I wish I could say that these unsolicited remarks end at some point, but they do not.  It happened to me Wednesday while traveling alone with the kids, and I know it will happen hundreds more times.  After spending 1 1/2 hours driving to the airport, and the next 1 1/2 hours going through security and traipsing the kids across the terminal for 3 gate changes, I was already spent.  Honestly I was just thankful I hadn’t lost my kids in an elevator or bathroom.  But the wait wasn’t over.  There were storms that were keeping our plane circling above, and in the end, our flight was delayed an hour-and-a-half.  When your kids are at the past-exhausted, giggly, we’re going to hit each other because it’s funny mode, you can only do so much.  I decided that getting them some exercise on the moving walkways was a good way to expend energy and pass the time.

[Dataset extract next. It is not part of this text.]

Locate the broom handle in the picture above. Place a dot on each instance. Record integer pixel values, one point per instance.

Once there, I felt a little like perhaps this wasn’t the best decision.  I didn’t want to be in the way of people hurrying to make their connections.  I did a decent job keeping the kids to the right so people could pass on the left.  Regardless, there was one older couple traveling with a single female companion, and they all huffed and puffed as they walked around us and threw me disapproving glances.  Then the single companion said to my kids after passing them, “Children, hold on to the railing!”

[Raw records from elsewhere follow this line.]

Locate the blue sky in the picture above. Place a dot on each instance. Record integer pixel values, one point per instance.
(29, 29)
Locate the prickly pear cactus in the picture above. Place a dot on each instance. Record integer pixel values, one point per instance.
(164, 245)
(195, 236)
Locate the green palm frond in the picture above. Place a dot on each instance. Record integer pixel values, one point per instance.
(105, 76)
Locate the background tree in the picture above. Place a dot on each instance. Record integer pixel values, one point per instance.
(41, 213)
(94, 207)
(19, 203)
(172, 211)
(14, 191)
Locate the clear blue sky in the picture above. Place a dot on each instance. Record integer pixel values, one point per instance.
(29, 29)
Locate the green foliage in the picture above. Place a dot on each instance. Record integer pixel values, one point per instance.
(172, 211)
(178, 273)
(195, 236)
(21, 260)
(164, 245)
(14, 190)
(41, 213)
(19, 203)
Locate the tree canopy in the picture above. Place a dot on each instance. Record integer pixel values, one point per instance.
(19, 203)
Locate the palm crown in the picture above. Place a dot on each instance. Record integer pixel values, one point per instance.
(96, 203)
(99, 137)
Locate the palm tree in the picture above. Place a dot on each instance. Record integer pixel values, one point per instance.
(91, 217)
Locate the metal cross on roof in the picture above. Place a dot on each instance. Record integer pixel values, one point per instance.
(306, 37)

In some ways, it’s entirely annoying that others – especially strangers – do this.  I am not perfect and I might not always make the best decisions, but I would appreciate it if people assumed I have thought through what I’m doing.  Were my children in danger of falling?  I don’t think so.  Were they in the way of others?  Perhaps a little.  Did their presence on the moving walkway hinder anyone?  Maybe by a few seconds.  But honestly, if you’re a stranger and you want to help a parent, sending dirty looks at her is not helpful.  If this woman had looked at me and said, “Do you need some help?  Would you like me to hold their hands and help you get through the walkway?”, I would have known she was concerned for their well-being, not trying to chastise me for what she thought was carelessness.  There’s a part of me that wishes I would have reacted how Greg would have reacted, which would have been by saying, “Yes, and kids, remember not to speak unless spoken to.”

I really hope that regardless what stage I’m in with my kids, I give others the benefit of the doubt, and if I really want to be helpful, that I’ll offer actual help, not judgment.  When I see a woman holding her baby in one arm and feeding her toddler some candy with her other while loading groceries into her car, I’m going to offer to strap her baby into his car seat or load her groceries, not shake my head at her for giving a toddler candy.  Because I’ve been there, and I don’t want to forget what it’s like to live that tough moment.

This parenting journey is hard, with lots of twists and turns.  Sometimes what we need least are these opinionated naysayers.  But if we can laugh it off, and perhaps take any bit of truth from these incidents for the next test, it’s all part of the experience – the wonderful, challenging, beautiful experience.